Commentaire publié dans GHI - Mercredi 14.06.23
Ils arpentent la ville comme ils vont à la plage. Vêtus de leur seule lenteur, sandales ou tongs, direction les Bains. Ils ne sont jamais pressés, rêvent d’un espace urbain livré à la seule insouciance des piétons, ou alors, à la limite, des cyclistes. Dans leur monde à eux, nul moteur, nul bruit, nulle voiture, nulle camionnette. Non, juste le silence radieux de leur pouvoir sur la ville. Un monde sans livreurs, sans clients ni fournisseurs, sans ouvriers bruyants avec leurs perceuses, leurs marteaux-piqueurs.

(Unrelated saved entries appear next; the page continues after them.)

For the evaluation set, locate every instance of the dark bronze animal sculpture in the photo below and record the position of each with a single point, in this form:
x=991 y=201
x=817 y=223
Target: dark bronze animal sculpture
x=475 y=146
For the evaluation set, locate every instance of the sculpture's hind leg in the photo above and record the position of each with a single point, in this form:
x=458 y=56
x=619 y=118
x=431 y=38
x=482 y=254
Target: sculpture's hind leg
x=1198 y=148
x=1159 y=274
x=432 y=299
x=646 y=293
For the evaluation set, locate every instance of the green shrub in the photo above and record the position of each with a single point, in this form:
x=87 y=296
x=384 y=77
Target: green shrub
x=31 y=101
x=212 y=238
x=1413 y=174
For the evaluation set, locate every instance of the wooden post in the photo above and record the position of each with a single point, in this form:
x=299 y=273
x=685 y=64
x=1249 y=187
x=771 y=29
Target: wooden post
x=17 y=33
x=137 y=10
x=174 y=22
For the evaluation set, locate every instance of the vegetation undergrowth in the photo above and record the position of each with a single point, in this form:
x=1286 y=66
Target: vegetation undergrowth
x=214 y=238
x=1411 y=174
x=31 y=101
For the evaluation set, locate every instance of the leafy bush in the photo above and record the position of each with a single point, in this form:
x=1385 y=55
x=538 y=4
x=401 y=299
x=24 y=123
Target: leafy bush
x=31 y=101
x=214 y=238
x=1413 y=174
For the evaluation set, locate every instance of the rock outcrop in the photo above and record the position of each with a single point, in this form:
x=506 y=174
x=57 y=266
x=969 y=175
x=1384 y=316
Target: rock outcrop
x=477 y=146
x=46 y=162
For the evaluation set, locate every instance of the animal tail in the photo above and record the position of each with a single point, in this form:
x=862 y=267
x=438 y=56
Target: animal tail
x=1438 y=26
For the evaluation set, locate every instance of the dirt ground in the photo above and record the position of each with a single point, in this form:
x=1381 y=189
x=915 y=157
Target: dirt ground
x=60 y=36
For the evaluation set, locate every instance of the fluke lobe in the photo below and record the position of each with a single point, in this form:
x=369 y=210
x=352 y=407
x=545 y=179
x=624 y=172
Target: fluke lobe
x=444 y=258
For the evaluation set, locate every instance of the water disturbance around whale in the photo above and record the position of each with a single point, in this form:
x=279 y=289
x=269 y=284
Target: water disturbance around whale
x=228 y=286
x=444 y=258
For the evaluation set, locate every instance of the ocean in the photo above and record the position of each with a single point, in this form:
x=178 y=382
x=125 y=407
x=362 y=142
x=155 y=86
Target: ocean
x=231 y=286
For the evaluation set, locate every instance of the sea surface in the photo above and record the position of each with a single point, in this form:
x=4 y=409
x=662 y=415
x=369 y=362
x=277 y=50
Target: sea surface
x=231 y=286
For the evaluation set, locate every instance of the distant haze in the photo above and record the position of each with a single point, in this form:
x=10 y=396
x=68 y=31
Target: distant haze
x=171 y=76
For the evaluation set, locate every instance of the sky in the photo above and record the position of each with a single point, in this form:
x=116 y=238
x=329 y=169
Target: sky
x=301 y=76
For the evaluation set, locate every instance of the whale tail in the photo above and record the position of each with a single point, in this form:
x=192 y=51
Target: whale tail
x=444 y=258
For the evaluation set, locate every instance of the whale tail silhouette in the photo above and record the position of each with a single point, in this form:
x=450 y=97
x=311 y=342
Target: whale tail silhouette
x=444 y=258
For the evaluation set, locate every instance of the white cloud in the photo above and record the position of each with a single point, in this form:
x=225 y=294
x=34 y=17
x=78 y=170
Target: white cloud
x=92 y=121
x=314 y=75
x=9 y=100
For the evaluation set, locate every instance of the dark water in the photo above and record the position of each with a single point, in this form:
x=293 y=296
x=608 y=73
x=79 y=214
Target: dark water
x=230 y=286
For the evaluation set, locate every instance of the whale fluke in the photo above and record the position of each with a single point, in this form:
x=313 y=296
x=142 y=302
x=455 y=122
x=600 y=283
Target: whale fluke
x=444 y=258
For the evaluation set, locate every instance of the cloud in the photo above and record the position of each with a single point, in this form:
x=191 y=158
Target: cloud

Juste le chemin de la plage, pour eux tous seuls. Une ville comme ça, oui, de silence et de bienveillance, sans éclats de voix, sans engueulades, sans le tragique du monde qui oserait pointer son nez. Plus que rues piétonnes, pistes cyclables, bacs à fleurs, la petite musique de leur bonheur, à eux.
Leur félicité ne s’embarrasse pas du poids des livres d’Histoire. Sur le passé, ses complexités, ses contradictions, la polyphonie de ses témoignages, on ne lit pas. On juge, tout de suite. On clique, d’un geste, sur « bon » ou « mauvais ». D’un côté le Salut, de l’autre les damnés. Le camp du Bien, celui du Mal. La « mobilité douce », face aux odieux automobilistes. A gauche les victimes, à droite les salauds. Les témoins de l’Histoire, ceux de tous les bords, on les délaisse. On choisit juste ceux qui nous arrangent, on a son héros, son méchant, on se chauffe un bon coup pour le Jugement dernier, on tranche, on va aux Bains, on revient, on se sent d’attaque pour le prochain arbitrage, dossier suivant Irma ! Pas belle, la vie ?
On ne paye pas d’impôts, coup de bol, juste sous le barème. Mais les autres, ceux qui en payent, on milite à mort, avec rage décuplée, pour qu’ils crachent toujours davantage au bassinet. Salauds de riches, qui polluent notre espace urbain en allant bosser en bagnole, et nous réveillent dès six heures du matin avec leurs vrombissements. Avec des gens pareils, comment voulez-vous vous concentrer sur la perfection cendrée de votre dernier rêve, celui de l’aube aux mille promesses de douceur ?
La ville, on la voudrait piétonne et silencieuse, avec la piste cyclable comme route enchantée. Petites épiceries véganes, exotiques, thé vert avant la baignade, langues du monde, tout le monde se comprend, comme à la Pentecôte, tout le monde s’aime, personne ne pète les plombs, l’air est pur, juste un zéphyr, pour caresser la peau. La guerre, la paix, les tragédies du monde, la lutte des classes, c’est pour ailleurs, pas pour ici. C’est pour le monde hors du cocon. Hors de la ville. Au-delà de notre Cité du sourire et du silence, une fois franchie la frontière de l’Eden, peut se noircir la nature humaine. Pour ce monde du dehors, celui de Caïn, celui des moteurs et des usines, celui du travail et des grandes fatigues, nul intérêt. Seuls comptent les zones piétonnes, le tracé de lumière des pistes cyclables, les îlots de verdure dans la misère du monde. Sur le chemin qui mène vers la plage.